H氏 「ひどいね、確かに。リハをやって在宅に帰すなら老健にしろと言っているように見える。確かに要介護1~3が多ければ、介護療養より老健の方が有利だ。もっともそんなに軽い人を診ている介護療養はないだろうけど」。

「介護療養は、ほとんど要介護4、5で平均介護度は4.5以上というところも、ざらにあるからね。むしろ、そんなに重い人ばかりだから、リハビリは要らないだろうと言っているかのようだね。そのくせ重度療養管理もカットしている」。

H氏 「まったくだ。上がったのはSTと口腔ケアだけ。
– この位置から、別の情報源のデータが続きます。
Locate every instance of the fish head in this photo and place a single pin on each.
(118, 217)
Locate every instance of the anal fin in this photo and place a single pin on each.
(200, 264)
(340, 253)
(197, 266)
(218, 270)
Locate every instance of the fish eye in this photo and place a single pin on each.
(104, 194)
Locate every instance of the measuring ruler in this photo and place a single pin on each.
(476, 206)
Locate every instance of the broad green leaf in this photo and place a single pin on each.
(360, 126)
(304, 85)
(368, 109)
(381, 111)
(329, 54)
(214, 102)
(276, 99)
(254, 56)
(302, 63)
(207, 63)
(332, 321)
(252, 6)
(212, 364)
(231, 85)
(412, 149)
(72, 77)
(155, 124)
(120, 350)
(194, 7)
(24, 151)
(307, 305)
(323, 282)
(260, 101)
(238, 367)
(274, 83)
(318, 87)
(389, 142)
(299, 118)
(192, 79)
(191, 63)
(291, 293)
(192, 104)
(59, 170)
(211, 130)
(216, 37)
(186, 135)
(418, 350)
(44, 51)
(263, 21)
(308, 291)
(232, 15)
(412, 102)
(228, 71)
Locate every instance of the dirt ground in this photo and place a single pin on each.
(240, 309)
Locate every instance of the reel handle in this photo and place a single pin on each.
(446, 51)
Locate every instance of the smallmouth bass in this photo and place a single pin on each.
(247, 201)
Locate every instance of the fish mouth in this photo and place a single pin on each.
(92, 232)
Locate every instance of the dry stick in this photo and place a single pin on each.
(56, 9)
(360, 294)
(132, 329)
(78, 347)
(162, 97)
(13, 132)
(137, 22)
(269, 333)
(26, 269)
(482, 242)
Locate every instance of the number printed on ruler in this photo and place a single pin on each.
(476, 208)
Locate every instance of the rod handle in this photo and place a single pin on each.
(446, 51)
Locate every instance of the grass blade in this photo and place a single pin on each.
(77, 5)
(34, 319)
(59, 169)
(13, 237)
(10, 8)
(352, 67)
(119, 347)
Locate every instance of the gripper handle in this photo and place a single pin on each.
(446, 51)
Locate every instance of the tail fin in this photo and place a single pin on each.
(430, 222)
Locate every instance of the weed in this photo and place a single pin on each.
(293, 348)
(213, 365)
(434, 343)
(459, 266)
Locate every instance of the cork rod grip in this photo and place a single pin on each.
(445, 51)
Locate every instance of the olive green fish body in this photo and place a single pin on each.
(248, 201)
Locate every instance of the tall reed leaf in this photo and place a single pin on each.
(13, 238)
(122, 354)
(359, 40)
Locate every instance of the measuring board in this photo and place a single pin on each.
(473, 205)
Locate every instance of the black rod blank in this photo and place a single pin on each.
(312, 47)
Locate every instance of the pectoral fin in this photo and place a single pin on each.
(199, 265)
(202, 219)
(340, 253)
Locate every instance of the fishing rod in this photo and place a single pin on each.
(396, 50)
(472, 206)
実態を反映しているとも言えなくはないが」。

「介護療養を2012年で廃止という決定は覆らないの?」。

H氏 「政権がこれからどうなるかだが・・・。ウルトラCの大逆転で介護療養存続になった方がいいように思うな」。

このあたりで芋焼酎のロックを呷る速度が上がったのを感じた。


 上記に関する当ブログ管理人の考察・結論は、下記の通りです。

(1)以前の当ブログ記事 (「平成21年度介護報酬改定 (介護療養型医療施設:リハビリテーション)」) において述べたように、「理学療法 (Ⅰ) (180単位/回)」・「作業療法 (180単位/回)」は、人員配置基準上、医療保険における脳血管疾患等リハビリテーション (Ⅲ) (100点) や運動器リハビリテーション料 (Ⅱ) (80点) と同等とみなされ、両方ともベースを 「理学療法 (Ⅱ) (100単位/回)」 へランク下げした上で、一律 「+23単位」 し、123単位/回になったと考えられます。
 一方、言語聴覚療法 (ST) と摂食機能療法は、(ランク下げせずに) 現行の点数にそのまま一律 「+23単位」 しています (上記資料1参照)。
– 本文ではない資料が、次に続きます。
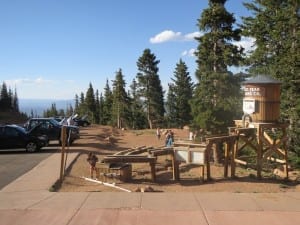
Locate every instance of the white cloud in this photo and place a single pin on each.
(169, 35)
(247, 43)
(192, 36)
(190, 52)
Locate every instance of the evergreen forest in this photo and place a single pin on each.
(215, 99)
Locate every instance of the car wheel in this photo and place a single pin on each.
(31, 147)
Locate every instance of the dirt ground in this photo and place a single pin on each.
(94, 139)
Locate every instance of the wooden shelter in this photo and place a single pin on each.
(262, 99)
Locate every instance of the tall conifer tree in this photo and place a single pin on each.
(150, 87)
(216, 97)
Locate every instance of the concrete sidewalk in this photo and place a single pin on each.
(27, 201)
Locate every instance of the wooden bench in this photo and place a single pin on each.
(133, 159)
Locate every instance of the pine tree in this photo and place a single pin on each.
(101, 107)
(137, 114)
(275, 27)
(171, 107)
(90, 102)
(97, 111)
(216, 96)
(183, 92)
(120, 100)
(15, 102)
(149, 87)
(107, 105)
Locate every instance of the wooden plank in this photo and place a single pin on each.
(129, 159)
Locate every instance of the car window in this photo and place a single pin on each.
(33, 123)
(9, 131)
(53, 121)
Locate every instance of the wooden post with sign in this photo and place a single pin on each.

(2)理学療法 (PT)・作業療法 (OT) のマイナス改定の理由として、次のことが挙げられます。

①上記(1)の通り、医療保険の人員配置基準との整合性を図った結果と考えられます。

②上記資料2の通り、介護療養型医療施設の入所者は、ほとんどの方が要介護4・5の重度の方であり、積極的なPT・OTアプローチはあまり必要ないのではないかと厚生労働省が判断した可能性が考えられます。

③以前の当ブログ記事 (「平成21年度介護報酬改定 (介護療養型医療施設:リハビリテーション)」) において示した数字ですが、月平均の理学療法等 (特定診療費:リハビリテーション全体の数字) が約113万件、一方、STの算定実績 (STが1対1で行うもの) が約9万7千回と大きな開きがあります。
 即ち、介護療養型医療施設におけるリハビリテーションにおいて、STに比して、PT・OTは相対的に算定実績があり、充分浸透・定着したと厚生労働省が判断した可能性が考えられます。(リハビリテーションマネジメントの包括化も、同様の理由と考えられます) 【従来からの厚生労働省の狡猾な常套手段ですが・・・】。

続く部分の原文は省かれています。